I created the following query:
SELECT SUM(votes.value),
comments.text,
comments.comment_id
FROM comments, votes
WHERE comments.comment_id = votes.comment_id AND comments.page_id = $page_id
GROUP BY comment_id;
The query runs for about 12 seconds, is this normal?
SHOW PROCESSLIST
says that its copying to a temp table. This seems slow, is it necessary to use a temp table?
Answer :
In the world of RDBMS’s, temp tables are a fact of life. It only rears its ugly head in JOINs.
Even the worst case of a JOIN is the degenerate JOIN, a query of one table.

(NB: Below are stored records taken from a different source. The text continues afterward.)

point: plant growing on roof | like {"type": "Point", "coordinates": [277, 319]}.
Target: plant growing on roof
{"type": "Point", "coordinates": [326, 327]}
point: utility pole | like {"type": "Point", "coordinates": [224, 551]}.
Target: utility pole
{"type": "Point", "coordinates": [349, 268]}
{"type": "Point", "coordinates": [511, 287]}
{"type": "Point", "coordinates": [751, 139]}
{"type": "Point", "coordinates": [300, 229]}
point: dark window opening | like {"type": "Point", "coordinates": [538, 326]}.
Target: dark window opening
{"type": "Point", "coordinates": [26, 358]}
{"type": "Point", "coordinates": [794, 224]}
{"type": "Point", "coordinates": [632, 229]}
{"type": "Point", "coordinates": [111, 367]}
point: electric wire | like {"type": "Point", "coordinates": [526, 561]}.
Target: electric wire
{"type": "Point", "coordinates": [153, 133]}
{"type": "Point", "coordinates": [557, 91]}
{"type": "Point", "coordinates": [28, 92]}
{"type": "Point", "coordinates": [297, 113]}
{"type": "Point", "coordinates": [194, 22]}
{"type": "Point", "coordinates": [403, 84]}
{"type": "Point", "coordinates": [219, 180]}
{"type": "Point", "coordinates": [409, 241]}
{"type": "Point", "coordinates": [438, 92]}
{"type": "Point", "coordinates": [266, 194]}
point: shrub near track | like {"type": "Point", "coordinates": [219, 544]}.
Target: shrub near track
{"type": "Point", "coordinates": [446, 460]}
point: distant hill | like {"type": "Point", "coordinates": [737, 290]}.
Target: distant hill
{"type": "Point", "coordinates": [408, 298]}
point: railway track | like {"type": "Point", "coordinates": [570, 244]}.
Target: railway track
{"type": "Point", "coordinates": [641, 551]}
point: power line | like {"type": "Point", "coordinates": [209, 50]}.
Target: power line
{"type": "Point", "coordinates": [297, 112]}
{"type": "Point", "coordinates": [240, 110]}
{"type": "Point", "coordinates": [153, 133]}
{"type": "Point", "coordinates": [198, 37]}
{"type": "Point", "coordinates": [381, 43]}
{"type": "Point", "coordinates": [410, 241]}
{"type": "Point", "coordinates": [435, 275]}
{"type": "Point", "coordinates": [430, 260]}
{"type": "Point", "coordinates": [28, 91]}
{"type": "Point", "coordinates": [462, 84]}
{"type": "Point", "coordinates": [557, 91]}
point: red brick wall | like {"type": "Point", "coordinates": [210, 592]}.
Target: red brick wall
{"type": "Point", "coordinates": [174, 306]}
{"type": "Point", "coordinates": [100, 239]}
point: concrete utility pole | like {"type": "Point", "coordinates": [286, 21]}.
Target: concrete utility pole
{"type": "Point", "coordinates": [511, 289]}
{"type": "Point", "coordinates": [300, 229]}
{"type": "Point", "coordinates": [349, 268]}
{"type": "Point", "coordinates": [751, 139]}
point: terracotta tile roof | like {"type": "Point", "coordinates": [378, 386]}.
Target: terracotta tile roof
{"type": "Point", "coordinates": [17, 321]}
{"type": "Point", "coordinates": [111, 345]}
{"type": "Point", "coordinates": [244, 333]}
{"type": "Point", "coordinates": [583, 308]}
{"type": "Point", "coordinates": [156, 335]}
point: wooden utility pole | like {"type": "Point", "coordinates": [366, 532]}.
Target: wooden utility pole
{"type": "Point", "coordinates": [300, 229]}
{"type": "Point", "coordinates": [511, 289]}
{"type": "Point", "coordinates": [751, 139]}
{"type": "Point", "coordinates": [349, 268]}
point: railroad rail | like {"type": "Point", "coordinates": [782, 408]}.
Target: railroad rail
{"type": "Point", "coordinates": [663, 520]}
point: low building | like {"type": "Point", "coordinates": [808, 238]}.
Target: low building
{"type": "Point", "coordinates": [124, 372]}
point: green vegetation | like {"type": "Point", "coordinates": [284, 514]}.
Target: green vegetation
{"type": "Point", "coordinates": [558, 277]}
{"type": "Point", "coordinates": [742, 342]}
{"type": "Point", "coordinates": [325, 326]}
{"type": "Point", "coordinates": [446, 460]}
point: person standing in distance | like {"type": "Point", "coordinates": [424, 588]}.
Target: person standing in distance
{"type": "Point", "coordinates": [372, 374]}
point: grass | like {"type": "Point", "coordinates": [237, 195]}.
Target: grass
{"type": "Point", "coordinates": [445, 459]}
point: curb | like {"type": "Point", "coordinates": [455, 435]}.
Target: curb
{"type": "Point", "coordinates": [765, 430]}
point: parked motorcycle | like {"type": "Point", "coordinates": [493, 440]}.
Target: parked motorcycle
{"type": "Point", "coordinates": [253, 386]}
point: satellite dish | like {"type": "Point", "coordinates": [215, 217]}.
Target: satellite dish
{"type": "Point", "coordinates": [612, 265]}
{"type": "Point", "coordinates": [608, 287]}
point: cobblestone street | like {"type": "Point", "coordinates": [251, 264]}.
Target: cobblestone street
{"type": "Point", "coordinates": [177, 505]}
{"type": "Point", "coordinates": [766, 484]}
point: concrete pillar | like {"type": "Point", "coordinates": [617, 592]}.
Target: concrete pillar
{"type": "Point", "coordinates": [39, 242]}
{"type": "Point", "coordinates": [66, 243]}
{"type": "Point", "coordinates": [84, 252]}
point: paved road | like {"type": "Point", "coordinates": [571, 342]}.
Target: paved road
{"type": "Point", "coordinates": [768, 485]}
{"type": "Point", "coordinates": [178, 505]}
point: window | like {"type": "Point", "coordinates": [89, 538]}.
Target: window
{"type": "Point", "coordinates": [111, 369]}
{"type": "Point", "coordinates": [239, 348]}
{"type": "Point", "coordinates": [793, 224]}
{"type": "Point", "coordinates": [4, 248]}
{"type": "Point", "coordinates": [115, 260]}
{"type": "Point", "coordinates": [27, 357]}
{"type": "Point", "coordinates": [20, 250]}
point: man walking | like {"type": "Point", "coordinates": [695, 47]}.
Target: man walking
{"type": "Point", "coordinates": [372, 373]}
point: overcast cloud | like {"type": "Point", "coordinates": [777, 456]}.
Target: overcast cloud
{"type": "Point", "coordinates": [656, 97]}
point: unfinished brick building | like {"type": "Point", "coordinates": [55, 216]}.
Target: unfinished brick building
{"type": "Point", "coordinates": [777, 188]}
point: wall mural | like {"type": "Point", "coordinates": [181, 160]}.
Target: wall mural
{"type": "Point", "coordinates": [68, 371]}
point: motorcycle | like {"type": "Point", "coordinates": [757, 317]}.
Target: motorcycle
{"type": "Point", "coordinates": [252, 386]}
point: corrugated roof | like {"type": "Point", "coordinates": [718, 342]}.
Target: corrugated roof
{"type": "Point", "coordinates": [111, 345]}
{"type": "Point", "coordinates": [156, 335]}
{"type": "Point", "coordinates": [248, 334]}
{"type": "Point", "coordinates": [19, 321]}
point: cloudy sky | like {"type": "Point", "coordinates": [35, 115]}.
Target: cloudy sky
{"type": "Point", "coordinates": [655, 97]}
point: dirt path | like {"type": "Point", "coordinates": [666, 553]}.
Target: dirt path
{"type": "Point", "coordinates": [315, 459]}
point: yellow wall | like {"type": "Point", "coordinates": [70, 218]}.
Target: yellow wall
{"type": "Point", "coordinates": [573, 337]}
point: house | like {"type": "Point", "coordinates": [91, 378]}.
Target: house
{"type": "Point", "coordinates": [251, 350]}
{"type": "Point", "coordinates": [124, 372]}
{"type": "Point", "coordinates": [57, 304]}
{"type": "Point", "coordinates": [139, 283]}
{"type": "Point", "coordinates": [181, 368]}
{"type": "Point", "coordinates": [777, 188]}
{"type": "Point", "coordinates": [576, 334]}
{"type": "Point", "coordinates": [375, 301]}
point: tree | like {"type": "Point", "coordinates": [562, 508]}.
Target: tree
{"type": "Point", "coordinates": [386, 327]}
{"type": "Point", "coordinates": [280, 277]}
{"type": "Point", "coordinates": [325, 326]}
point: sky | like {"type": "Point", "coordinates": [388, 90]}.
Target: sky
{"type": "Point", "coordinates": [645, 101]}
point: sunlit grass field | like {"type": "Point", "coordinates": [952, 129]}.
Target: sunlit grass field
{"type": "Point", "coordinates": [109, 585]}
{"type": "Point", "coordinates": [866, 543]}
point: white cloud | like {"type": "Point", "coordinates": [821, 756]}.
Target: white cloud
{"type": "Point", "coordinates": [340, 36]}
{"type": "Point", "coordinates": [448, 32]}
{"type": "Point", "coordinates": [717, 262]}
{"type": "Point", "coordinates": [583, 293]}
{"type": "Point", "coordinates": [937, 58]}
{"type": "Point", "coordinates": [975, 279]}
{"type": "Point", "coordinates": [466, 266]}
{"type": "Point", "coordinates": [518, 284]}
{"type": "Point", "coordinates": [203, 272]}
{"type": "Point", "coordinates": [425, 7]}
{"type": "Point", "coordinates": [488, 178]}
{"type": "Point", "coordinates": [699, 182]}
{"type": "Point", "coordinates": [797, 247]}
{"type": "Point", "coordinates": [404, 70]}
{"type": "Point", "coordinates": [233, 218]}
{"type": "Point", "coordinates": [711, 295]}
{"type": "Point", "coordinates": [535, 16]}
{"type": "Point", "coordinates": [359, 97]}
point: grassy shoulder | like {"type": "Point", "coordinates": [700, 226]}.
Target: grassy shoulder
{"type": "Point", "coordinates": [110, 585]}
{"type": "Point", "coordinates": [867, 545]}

Since temp tables are always making its way into our queries (into our lives), the best thing you can do is starve temp tables. Making them as compact as possible. What do I mean ???
Here is your query :
SELECT SUM(votes.value),
comments.text,
comments.comment_id
FROM comments, votes
WHERE comments.comment_id = votes.comment_id AND comments.page_id = $page_id
GROUP BY comment_id;
You query will actually create a table resulting from a join of comments and votes whose rowcount is the number of comments times 2,000,000. Since temp table have no indexes, there are always cartesians joins occuring with the temp tables. The WHERE clause is applied along the way, then the GROUP BY summation. Don’t forget, the temp table will also contain the text column. That’s a lot of text data to drag around in the JOIN phase.
Let’s refactor your query
You can head off the WHERE clause at the pass, so to speak. Here is how:
SELECT comment_id FROM comments WHERE page_id = $page_id;
This query only has the necessary keys from the comments table.
Next, collect comment_ids from votes
SELECT comment_id,SUM(value) sumofvalues FROM votes;
This is actually the worst part. With 2 million rows and 4 bytes per comment_id and 4 bytes for the sum, that’s an 16MB table in the absolute worst case.

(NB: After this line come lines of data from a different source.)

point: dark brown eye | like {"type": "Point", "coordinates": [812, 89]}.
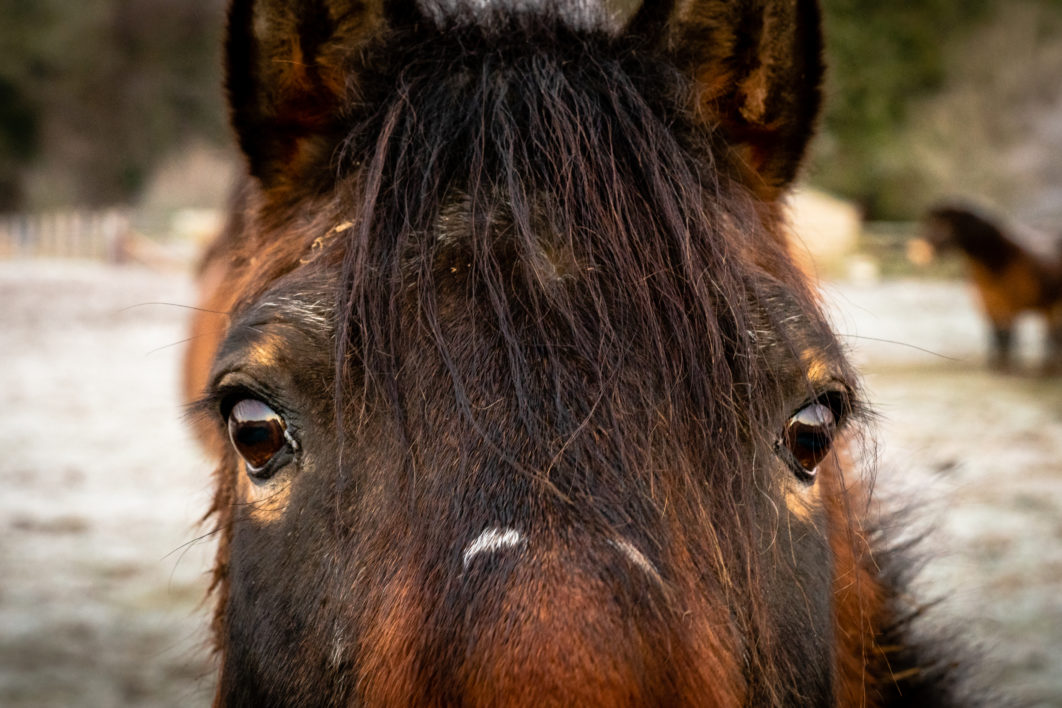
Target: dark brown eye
{"type": "Point", "coordinates": [809, 435]}
{"type": "Point", "coordinates": [258, 433]}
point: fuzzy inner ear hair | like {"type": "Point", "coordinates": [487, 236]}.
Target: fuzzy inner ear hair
{"type": "Point", "coordinates": [757, 72]}
{"type": "Point", "coordinates": [290, 68]}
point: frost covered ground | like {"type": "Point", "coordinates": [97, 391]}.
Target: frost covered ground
{"type": "Point", "coordinates": [102, 576]}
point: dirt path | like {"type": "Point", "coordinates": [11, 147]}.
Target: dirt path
{"type": "Point", "coordinates": [101, 580]}
{"type": "Point", "coordinates": [102, 489]}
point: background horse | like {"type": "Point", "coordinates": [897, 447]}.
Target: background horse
{"type": "Point", "coordinates": [517, 397]}
{"type": "Point", "coordinates": [1010, 278]}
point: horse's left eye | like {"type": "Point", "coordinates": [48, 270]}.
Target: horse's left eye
{"type": "Point", "coordinates": [809, 434]}
{"type": "Point", "coordinates": [258, 434]}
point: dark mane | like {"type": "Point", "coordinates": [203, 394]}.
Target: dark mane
{"type": "Point", "coordinates": [518, 131]}
{"type": "Point", "coordinates": [523, 399]}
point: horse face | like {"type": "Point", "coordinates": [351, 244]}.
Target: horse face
{"type": "Point", "coordinates": [531, 407]}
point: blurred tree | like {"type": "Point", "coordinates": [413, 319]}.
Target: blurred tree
{"type": "Point", "coordinates": [883, 57]}
{"type": "Point", "coordinates": [103, 89]}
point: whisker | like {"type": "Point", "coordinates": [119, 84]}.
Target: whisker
{"type": "Point", "coordinates": [176, 305]}
{"type": "Point", "coordinates": [901, 344]}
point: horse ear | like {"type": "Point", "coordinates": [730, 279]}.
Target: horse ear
{"type": "Point", "coordinates": [757, 71]}
{"type": "Point", "coordinates": [290, 68]}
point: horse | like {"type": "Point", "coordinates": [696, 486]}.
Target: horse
{"type": "Point", "coordinates": [1010, 278]}
{"type": "Point", "coordinates": [516, 394]}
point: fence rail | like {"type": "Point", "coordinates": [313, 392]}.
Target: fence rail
{"type": "Point", "coordinates": [102, 235]}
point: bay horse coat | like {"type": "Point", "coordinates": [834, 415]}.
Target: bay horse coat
{"type": "Point", "coordinates": [516, 395]}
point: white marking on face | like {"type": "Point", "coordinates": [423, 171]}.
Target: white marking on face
{"type": "Point", "coordinates": [635, 556]}
{"type": "Point", "coordinates": [491, 540]}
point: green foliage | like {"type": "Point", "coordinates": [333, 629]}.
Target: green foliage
{"type": "Point", "coordinates": [883, 56]}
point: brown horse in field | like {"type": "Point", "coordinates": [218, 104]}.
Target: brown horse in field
{"type": "Point", "coordinates": [1009, 277]}
{"type": "Point", "coordinates": [516, 394]}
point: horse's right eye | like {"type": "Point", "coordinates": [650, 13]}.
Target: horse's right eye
{"type": "Point", "coordinates": [258, 434]}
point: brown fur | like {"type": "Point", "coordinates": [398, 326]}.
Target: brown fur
{"type": "Point", "coordinates": [506, 270]}
{"type": "Point", "coordinates": [1010, 279]}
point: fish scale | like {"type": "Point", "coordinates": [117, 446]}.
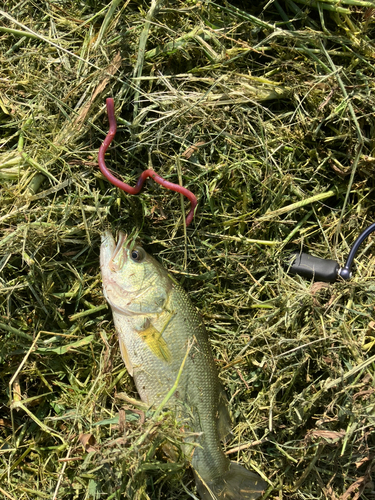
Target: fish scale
{"type": "Point", "coordinates": [156, 325]}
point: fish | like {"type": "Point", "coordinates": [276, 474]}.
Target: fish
{"type": "Point", "coordinates": [162, 339]}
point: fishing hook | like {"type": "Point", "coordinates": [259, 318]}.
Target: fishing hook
{"type": "Point", "coordinates": [145, 174]}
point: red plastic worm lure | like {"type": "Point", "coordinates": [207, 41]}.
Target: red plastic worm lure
{"type": "Point", "coordinates": [147, 173]}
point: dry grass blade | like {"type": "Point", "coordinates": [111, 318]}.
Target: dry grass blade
{"type": "Point", "coordinates": [267, 115]}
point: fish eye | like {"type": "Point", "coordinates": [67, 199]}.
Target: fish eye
{"type": "Point", "coordinates": [137, 255]}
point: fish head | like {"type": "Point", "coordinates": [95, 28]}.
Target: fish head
{"type": "Point", "coordinates": [133, 281]}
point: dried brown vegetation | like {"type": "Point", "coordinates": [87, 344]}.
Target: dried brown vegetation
{"type": "Point", "coordinates": [275, 107]}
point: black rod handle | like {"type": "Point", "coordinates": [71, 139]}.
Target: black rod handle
{"type": "Point", "coordinates": [315, 268]}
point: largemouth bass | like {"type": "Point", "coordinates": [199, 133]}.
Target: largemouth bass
{"type": "Point", "coordinates": [157, 326]}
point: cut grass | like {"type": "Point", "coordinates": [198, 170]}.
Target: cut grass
{"type": "Point", "coordinates": [283, 99]}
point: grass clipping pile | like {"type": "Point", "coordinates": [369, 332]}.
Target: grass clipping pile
{"type": "Point", "coordinates": [267, 115]}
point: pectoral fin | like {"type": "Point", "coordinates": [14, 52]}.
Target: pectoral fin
{"type": "Point", "coordinates": [154, 339]}
{"type": "Point", "coordinates": [125, 356]}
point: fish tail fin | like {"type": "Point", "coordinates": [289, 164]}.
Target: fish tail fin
{"type": "Point", "coordinates": [237, 483]}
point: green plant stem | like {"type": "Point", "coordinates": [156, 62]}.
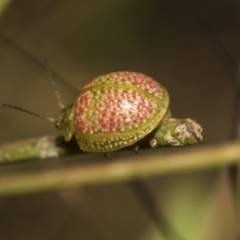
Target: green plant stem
{"type": "Point", "coordinates": [37, 148]}
{"type": "Point", "coordinates": [109, 172]}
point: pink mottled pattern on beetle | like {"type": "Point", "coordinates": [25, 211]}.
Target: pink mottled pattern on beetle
{"type": "Point", "coordinates": [83, 106]}
{"type": "Point", "coordinates": [138, 79]}
{"type": "Point", "coordinates": [131, 78]}
{"type": "Point", "coordinates": [118, 110]}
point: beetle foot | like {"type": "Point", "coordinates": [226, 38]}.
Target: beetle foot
{"type": "Point", "coordinates": [134, 148]}
{"type": "Point", "coordinates": [152, 142]}
{"type": "Point", "coordinates": [107, 154]}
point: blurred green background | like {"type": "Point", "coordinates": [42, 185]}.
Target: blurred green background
{"type": "Point", "coordinates": [190, 47]}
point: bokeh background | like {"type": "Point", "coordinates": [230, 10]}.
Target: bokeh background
{"type": "Point", "coordinates": [191, 47]}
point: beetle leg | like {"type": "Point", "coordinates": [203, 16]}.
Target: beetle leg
{"type": "Point", "coordinates": [107, 154]}
{"type": "Point", "coordinates": [134, 148]}
{"type": "Point", "coordinates": [152, 142]}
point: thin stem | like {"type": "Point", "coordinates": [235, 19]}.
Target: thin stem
{"type": "Point", "coordinates": [59, 177]}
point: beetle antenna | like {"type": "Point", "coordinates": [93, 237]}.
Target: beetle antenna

Next, combine the keys of comments with the matching keys in votes.
SELECT BB.* FROM
(SELECT comment_id FROM comments WHERE page_id = $page_id) AA
INNER JOIN
(SELECT comment_id,SUM(value) sumofvalues FROM votes GROUP BY comment_id) BB
USING (comment_id);
Now that keys from comments and the sum of the values from votes are retrieved, the final part is to connect the comment-ids back to the original comments table and get the text fields.
SELECT
B.sumofvalues,A.text,A.comment_id
FROM
comments A INNER JOIN
(
SELECT BB.*
FROM
(SELECT comment_id FROM comments WHERE page_id = $page_id) AA
INNER JOIN
(SELECT comment_id,SUM(value) sumofvalues
FROM votes GROUP BY comment_id) BB
USING (comment_id)
) B
USING (comment_id);
Before this refactored query can work as fast as possible you will need proper indexing.

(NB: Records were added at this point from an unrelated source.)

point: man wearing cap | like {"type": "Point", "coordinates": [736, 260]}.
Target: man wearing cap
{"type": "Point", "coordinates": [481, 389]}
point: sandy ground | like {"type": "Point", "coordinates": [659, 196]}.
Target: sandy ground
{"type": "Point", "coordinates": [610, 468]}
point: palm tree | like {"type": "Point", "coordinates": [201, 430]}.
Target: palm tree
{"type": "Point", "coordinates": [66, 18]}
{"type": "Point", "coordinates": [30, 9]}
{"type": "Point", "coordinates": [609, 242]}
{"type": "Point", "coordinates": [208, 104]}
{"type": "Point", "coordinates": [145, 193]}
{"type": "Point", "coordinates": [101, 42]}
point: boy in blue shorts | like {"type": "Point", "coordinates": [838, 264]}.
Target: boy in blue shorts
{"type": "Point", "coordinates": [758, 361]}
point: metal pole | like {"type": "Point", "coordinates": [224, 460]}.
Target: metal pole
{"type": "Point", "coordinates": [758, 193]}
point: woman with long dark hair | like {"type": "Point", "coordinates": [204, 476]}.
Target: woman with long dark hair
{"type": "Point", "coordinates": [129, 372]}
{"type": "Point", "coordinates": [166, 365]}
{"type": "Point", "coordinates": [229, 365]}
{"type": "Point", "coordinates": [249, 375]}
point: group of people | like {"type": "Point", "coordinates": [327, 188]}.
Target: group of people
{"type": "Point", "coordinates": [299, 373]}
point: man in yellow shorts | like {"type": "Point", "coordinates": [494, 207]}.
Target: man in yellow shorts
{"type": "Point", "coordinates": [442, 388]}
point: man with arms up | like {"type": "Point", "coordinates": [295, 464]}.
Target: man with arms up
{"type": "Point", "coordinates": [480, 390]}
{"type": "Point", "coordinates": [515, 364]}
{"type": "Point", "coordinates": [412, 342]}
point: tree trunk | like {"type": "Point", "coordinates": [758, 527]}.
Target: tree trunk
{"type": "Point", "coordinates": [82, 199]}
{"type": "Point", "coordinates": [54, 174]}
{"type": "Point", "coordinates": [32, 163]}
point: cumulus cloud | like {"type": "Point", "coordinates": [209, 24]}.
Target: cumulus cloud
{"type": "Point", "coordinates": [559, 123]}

Here are the indexes you need:
ALTER TABLE comments ADD INDEX pageid_commentid_ndx (page_id,comment_id);
ALTER TABLE votes ADD INDEX commentid_value_ndx (comment_id,value);
You want the first index because it will group rows by page_id. You want the second index because It will group rows by comment_id. In fact, both these indexes are called covering indexes. Why is that important ??? It is important because the subqueries will retrieve needed data from the index only, never touching the main table. The comments table is only accessed once when all needed keys are compiled together in the subqueries.
Give it a Try !!!
If any syntax is not working, please comment on the question and let me know !!!
Assuming this is MySQL, you can use EXPLAIN
syntax to help figure out how the query is being run:
EXPLAIN SELECT SUM(votes.value),comments.text,comments.comment_id FROM comments,votes
WHERE comments.comment_id = votes.comment_id AND comments.page_id = $page_id
GROUP BY comment_id;
First guess is you are going to need indexes on the columns that you’re joining on the votes table.